Last week, Johnson was fined 50 British pounds ($65) for attending his own surprise birthday party in 10 Downing Street in June 2020, making him the first British prime minister ever found to have broken the law while in office.
Speaking as the House of Commons returned from an 11-day Easter break, Johnson acknowledged people’s “hurt and anger”, but added that “it did not occur to me then or subsequently that a gathering in the Cabinet Room, just before a vital meeting on COVID strategy, could amount to a breach of the rules”.
Opposition Labour Party leader Keir Starmer branded the apology “a joke”, and challenged Conservatives to jettison Johnson.
“Even now as the latest mealy-mouthed apology stumbles out of one side of his mouth, a new set of deflections and distortions pour from the other,” Starmer said.

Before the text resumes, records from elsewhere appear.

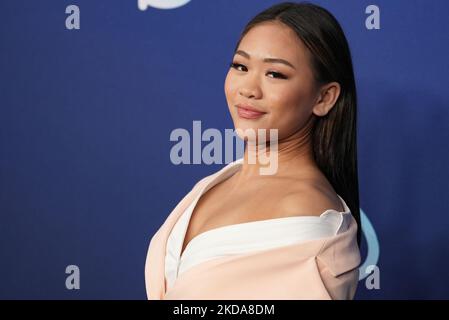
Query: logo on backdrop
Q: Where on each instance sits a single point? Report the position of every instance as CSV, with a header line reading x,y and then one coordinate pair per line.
x,y
161,4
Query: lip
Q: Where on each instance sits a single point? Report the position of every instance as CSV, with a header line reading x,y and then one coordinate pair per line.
x,y
249,112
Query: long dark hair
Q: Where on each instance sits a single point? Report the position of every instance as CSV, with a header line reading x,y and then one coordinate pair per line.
x,y
334,136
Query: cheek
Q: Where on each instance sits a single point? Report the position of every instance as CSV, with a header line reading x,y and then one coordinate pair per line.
x,y
290,108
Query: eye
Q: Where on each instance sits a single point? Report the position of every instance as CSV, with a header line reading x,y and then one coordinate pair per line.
x,y
276,75
236,66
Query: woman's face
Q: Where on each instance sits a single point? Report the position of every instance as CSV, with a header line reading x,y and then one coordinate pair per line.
x,y
285,92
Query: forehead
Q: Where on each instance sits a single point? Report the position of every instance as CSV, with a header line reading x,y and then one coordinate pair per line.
x,y
274,39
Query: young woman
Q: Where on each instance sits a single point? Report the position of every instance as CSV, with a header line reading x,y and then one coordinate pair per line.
x,y
293,234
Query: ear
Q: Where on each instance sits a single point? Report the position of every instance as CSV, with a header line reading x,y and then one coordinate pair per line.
x,y
327,96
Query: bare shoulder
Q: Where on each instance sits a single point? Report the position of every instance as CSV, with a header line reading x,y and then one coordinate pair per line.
x,y
308,200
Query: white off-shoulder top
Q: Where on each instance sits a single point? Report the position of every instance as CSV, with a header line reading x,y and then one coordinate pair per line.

“He knows he’s dishonest and incapable of changing. So he drags everybody else down with him.”
John Robinson deserves better.
Britain deserves better. pic.twitter.com/5ASkZXp5NJ
— Keir Starmer (@Keir_Starmer) April 19, 2022
Labour is trying to get legislators to censure Johnson over the “Partygate” scandal.
Speaker Lindsay Hoyle said he would allow Labour to hold a Commons debate and vote on whether Johnson should be investigated for allegedly misleading Parliament.
The large Conservative majority in Parliament means the measure is unlikely to pass.
Johnson insisted Tuesday that he was contrite, but argued it would be wrong to change leaders while Britain faces crises including the war in Ukraine and a cost-of-living squeeze driven by surging energy and goods prices.